Это была идея художника Альберта Нестерова с образом Золушки. Сначала мы хотели использовать другой фильм начала 20-го века, английский, кажется. Но он был неясный, даже если его полностью посмотришь, не поймешь, что это Золушка. Была проблема нестыковки времени: пьеса написана про 1946 год, а советский фильм «Золушка» вышел в 1947 году. Поэтому у нас есть титры, которые определяют год и место действия. Подбором песен к спектаклю занимался композитор Магуля Мезинова. И наш хореограф Ольга Даукаева, тоже очень дотошный человек, смотрит, чтобы в спектакле все совпадало со временем. С фильмом «Золушка» есть много совпадений – его идея появилась, когда в 1944 году режиссер фильма Надежда Кошеверова приехала в Москву из эвакуации и встретила Янину Жеймо, маленькую, напуганную — и предложила ей сыграть Золушку. И, если я не ошибаюсь, даже костюмы были из берлинского театра, которые конфисковала Советская армия в 1945 году. Потому что ничего другого не было. С этим фильмом много чего связано. Если бы создатели опоздали где-то на полгода, они вообще не смогли бы снять этот фильм.

Как вы думаете, сколько зрителей разгадали вашу идею?

Мне кажется, вы первая. Потому что никто не копался и не говорил. Я думал, что никто в принципе не заметил. А нет! Значит, придется всегда так следить.

У главной героини спектакля очень «говорящая» фамилия – Небылица. Словарь Ожегова толкует слово «небылица» как «шуточный рассказ о том, чего не может быть, не бывает».  А между тем и пьеса основана на реальных событиях, и спектакль получился весьма реалистичным. Что для вас заложено в фамилии Небылица?

Когда мы учились, нам тоже говорили: «Обращайте внимание на фамилии». Когда я ставил спектакль, думал, а как это мне использовать, что мне в этой говорящей фамилии Небылица? Для меня она особо не прозвучала. И самое интересное — зритель ее не воспринимает как Небылицу. Ее Марья Петровна больше все называют, Маша. В этой пьесе как-то… Ведь все же было! Героиня пришла, ребенка потеряла, все реально. Мы когда выпускали спектакль, выходил фильм Кантемира Балагова «Дылда». И очень хотелось посмотреть, мне казалось, что это что-то близкое. Там тоже женщина возвращается, тоже ребенок погибает.

Надо сказать, что ваша Марья Петровна чем-то похожа на главную героиню фильма. Он тоже немножко отстраненная, словно окруженная коконом.

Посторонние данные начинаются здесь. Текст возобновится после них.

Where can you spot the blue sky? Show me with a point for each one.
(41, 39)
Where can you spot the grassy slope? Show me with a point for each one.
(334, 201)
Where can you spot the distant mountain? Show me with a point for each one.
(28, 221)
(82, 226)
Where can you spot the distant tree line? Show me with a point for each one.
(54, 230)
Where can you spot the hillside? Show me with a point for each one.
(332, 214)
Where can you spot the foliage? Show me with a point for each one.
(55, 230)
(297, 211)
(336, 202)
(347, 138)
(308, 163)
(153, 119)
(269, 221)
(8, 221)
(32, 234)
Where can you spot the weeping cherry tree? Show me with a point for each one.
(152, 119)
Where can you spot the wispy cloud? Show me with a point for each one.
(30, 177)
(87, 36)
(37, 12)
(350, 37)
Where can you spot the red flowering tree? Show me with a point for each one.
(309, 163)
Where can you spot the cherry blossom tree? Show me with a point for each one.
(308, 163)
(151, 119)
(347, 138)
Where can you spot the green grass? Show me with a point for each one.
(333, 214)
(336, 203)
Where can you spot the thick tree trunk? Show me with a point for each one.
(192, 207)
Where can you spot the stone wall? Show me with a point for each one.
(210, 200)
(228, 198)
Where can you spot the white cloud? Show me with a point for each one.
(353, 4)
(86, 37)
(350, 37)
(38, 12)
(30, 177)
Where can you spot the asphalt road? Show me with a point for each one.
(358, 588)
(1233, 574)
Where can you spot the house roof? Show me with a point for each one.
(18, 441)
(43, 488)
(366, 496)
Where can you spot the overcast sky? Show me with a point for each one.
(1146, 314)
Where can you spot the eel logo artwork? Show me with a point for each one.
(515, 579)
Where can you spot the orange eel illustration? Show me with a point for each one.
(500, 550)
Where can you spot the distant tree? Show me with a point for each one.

Да, есть что-то такое. У нас была проблема именно найти эту героиню. Я думал: «Где в башкиро-татарском театре я такую найду?». Потому что и ее напускная грубоватость, и какая-то резкость, не особо близко для нашего менталитета. Я смотрел фотографии и думал, где такую актрису найти. Когда я приехал в театр, там были пять актрис, которые по возрасту подходили, и четыре что ли дня они просто читали. Так, когда я с Разилей (исполнительница главной роли – прим. ред.) определился, мы начали разговаривать, и мне показалось, что я не ошибся.

Какая основная черта в Марии Петровне для вас ценна? И что ее отличает от других от остальных персонажей?

Какая-то непродажность, неподкупность. С такими людьми очень трудно же жить. Она идеалистка, перфекционистка. Ты можешь даже с такими людьми конфликтовать, но внутреннее   уважение к ним есть.

А вообще, мне очень повезло с Разилей, которая воплощает главную героиню. Она такая актриса, про которых у нас мастера говорили «думающий актер», именно думающий на сцене. Её органика вместе с этим умением дает удивительный результат. Она большая молодец. Я могу сказать, что мне с Небылицей повезло. С моей Небылицей мне повезло!